Local and non-local counterterms in the ultraviolet and infrared limits of a quantum field theory These is a question about the renormalization of a quantum field theory. See below equation (19.3) in page 176 of Thomas Hartman's notes on Quantum Gravity and Black Holes.

When we renormalize a local quantum field theory, why are we only allowed to add local counterterms to the Lagrangian?
Why do non-local terms come from the infrared physics of a quantum field theory?

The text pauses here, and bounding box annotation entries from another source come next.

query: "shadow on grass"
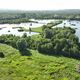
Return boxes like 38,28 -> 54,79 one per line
20,50 -> 32,56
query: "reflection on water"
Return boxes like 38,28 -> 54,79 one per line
55,20 -> 80,42
0,19 -> 80,41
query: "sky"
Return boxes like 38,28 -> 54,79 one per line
0,0 -> 80,10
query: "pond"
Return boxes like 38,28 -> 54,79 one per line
0,19 -> 80,41
55,20 -> 80,42
0,19 -> 56,36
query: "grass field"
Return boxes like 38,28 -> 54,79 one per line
0,44 -> 80,80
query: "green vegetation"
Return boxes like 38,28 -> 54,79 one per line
0,44 -> 80,80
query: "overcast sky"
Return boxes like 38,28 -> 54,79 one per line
0,0 -> 80,10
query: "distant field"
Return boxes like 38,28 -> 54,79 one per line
0,44 -> 80,80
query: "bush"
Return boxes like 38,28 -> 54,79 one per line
16,38 -> 27,52
0,52 -> 5,58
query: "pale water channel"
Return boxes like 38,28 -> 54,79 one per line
0,19 -> 80,40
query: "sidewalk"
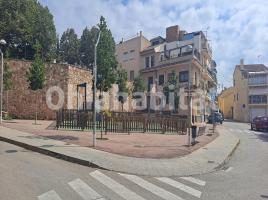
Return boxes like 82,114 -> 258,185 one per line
0,126 -> 239,176
2,120 -> 218,158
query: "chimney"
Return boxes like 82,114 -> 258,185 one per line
166,25 -> 180,42
179,30 -> 187,41
240,58 -> 244,70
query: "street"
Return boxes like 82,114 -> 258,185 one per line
198,122 -> 268,200
0,122 -> 268,200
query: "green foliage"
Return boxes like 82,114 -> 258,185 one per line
3,62 -> 12,91
97,17 -> 118,91
79,27 -> 99,68
60,28 -> 80,65
0,0 -> 56,61
116,68 -> 130,104
27,44 -> 45,91
133,76 -> 146,93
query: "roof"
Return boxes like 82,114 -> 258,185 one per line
236,64 -> 268,72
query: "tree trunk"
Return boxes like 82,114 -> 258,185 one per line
34,91 -> 38,125
6,90 -> 8,114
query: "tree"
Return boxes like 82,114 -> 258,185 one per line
163,71 -> 179,110
3,62 -> 12,112
60,28 -> 80,65
27,43 -> 45,124
97,16 -> 118,92
133,75 -> 146,93
0,0 -> 56,61
79,27 -> 99,68
116,68 -> 130,111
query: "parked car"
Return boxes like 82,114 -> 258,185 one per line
251,116 -> 268,131
208,112 -> 223,124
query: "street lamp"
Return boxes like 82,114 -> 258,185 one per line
93,27 -> 101,147
0,40 -> 6,124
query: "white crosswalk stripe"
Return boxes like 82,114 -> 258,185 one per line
120,174 -> 183,200
38,170 -> 206,200
68,179 -> 106,200
90,171 -> 145,200
181,176 -> 206,186
157,177 -> 202,198
38,190 -> 62,200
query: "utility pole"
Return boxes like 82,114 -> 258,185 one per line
93,29 -> 101,147
0,40 -> 6,124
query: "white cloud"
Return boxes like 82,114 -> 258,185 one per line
41,0 -> 268,86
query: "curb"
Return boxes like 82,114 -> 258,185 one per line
0,136 -> 105,170
0,130 -> 240,177
214,138 -> 240,171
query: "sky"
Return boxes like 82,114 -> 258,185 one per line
39,0 -> 268,89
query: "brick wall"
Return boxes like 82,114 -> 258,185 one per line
3,60 -> 92,119
3,60 -> 131,120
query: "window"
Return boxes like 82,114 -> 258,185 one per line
194,72 -> 197,86
160,54 -> 164,61
167,73 -> 173,81
148,76 -> 154,91
145,57 -> 150,68
179,71 -> 189,82
151,56 -> 154,67
248,74 -> 267,85
158,74 -> 165,85
123,52 -> 128,62
249,95 -> 267,104
181,45 -> 193,56
129,70 -> 135,81
129,50 -> 135,60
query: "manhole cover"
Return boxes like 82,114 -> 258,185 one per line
208,160 -> 215,163
134,144 -> 145,148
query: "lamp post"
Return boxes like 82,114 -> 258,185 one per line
0,40 -> 6,124
93,27 -> 101,147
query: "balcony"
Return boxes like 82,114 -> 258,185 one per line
202,40 -> 212,57
248,79 -> 268,87
202,65 -> 217,82
248,95 -> 267,106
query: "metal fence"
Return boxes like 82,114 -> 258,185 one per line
56,110 -> 187,134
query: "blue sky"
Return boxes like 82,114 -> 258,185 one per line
40,0 -> 268,89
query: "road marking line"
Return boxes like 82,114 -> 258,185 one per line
225,167 -> 234,172
68,179 -> 105,200
90,171 -> 145,200
38,190 -> 62,200
120,174 -> 183,200
156,177 -> 202,198
180,176 -> 206,186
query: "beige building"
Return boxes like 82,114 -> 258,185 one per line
218,87 -> 234,119
233,60 -> 268,122
117,26 -> 217,121
116,32 -> 151,81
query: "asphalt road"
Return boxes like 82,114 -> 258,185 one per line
198,122 -> 268,200
0,122 -> 268,200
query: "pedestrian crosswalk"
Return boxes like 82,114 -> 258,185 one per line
37,170 -> 206,200
223,127 -> 267,135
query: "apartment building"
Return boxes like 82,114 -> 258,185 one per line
116,32 -> 151,81
117,26 -> 217,121
218,87 -> 234,119
233,60 -> 268,122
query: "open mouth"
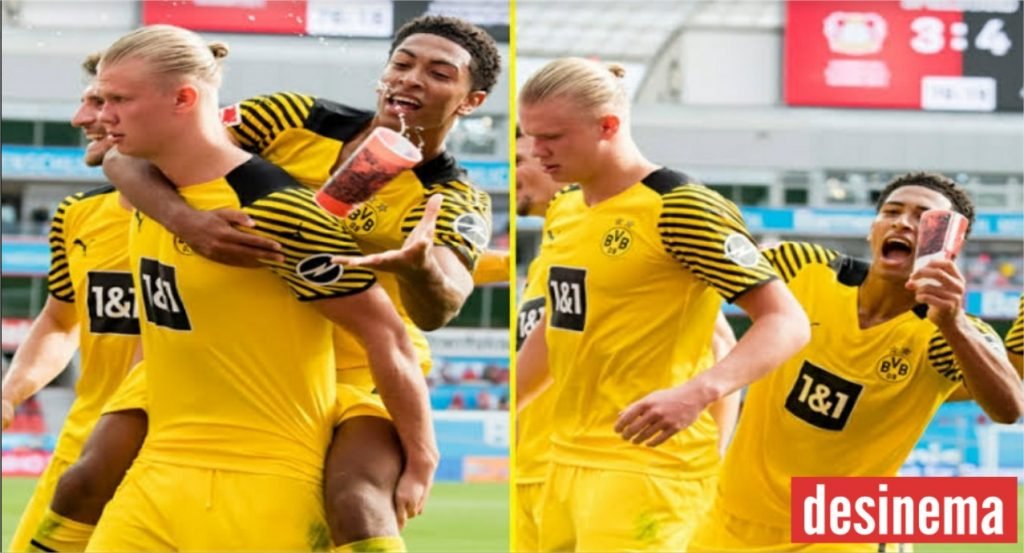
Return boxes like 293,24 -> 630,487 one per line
882,237 -> 913,262
385,94 -> 423,114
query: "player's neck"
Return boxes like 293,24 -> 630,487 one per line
580,144 -> 658,206
151,132 -> 252,188
857,272 -> 915,329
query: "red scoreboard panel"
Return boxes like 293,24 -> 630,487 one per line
784,0 -> 1024,112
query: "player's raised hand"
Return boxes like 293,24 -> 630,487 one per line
906,259 -> 967,328
3,399 -> 14,430
177,209 -> 285,267
331,194 -> 444,274
615,384 -> 708,448
394,456 -> 436,529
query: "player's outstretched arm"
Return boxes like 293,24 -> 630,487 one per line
3,296 -> 79,430
906,259 -> 1024,424
615,281 -> 811,446
708,311 -> 740,456
473,250 -> 509,286
103,148 -> 283,267
313,286 -> 440,526
515,321 -> 551,412
333,195 -> 473,331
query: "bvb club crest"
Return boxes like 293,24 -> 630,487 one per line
601,219 -> 633,257
874,347 -> 910,382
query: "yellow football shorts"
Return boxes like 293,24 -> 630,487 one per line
689,501 -> 913,553
86,460 -> 331,552
540,463 -> 716,551
4,457 -> 75,553
513,481 -> 544,553
101,363 -> 148,415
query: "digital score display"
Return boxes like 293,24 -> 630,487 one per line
783,0 -> 1024,112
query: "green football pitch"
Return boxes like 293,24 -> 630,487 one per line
3,478 -> 509,553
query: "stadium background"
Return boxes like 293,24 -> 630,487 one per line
516,0 -> 1024,551
0,0 -> 509,551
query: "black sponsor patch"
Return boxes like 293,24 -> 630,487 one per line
785,360 -> 864,430
139,257 -> 191,330
548,266 -> 587,332
86,270 -> 138,336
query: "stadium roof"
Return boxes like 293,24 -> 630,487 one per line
516,0 -> 784,63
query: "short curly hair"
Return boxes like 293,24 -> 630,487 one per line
874,171 -> 974,235
388,15 -> 502,92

 A: In renormalized perturbation theory, one is simply rewriting the Lagrangian; therefore a local bare Lagrangian will yield a renormalized Lagrangian with only local terms.  Take for example $$\mathcal{L} = \frac{1}{2}\partial_\mu\phi_0\partial^\mu\phi_0-\frac{1}{2}m_0^2-\frac{\lambda_0}{4!}\phi_0^4.\hspace{1in}[1]$$
Define $$\phi_r\equiv Z_\phi^{-1/2}\phi_0$$ $$m_r^2\equiv Z_m^{-1}Z_\phi m_0^2$$ $$\lambda_r\equiv Z_\lambda^{-1}Z_\phi^2\lambda_0\mu^{-\epsilon},$$
where $\mu$ is some dimensionful scale that absorbs the change in dimensions of $\lambda$ due to dimensional regularization.  Then $$\mathcal{L} = \frac{1}{2}Z_\phi\partial_\mu\phi_r\partial^\mu\phi_r-\frac{1}{2}Z_m m_r^2\phi_r^2-Z_\lambda\frac{\lambda_r}{4!}\mu^\epsilon\phi_r^4.\hspace{1in}[2]$$
The point you should see is that [2] is exactly equal to [1]; there's only been a redefinition of quantities.  So then when we define counter terms
$$\delta_\phi\equiv Z_\phi-1$$ $$\delta_m\equiv m_r^2Z_m-1$$ $$\delta_\lambda\equiv\lambda_r Z_\lambda-1,$$ then our renormalized Lagrangian with counter terms has only local operators:
$$\mathcal{L} = \frac{1}{2}\partial_\mu\phi_r\partial^\mu\phi_r-\frac{1}{2}m_r^2\phi_r^2-\frac{\lambda_r}{4!}\mu^\epsilon\phi_r^4 \\+\frac{1}{2}\delta_\phi\partial_\mu\phi_r\partial^\mu\phi_r-\frac{1}{2}\delta_m\phi_r^2-\frac{\delta_\lambda}{4!}\mu^\epsilon\phi_r^4.$$
I'm not quite sure what you're referring to in terms of non-local terms and infrared physics; could you please clarify?  There are certainly IR divergences for many QFT processes, but these IR divergences can be absorbed systematically to yield IR finite results.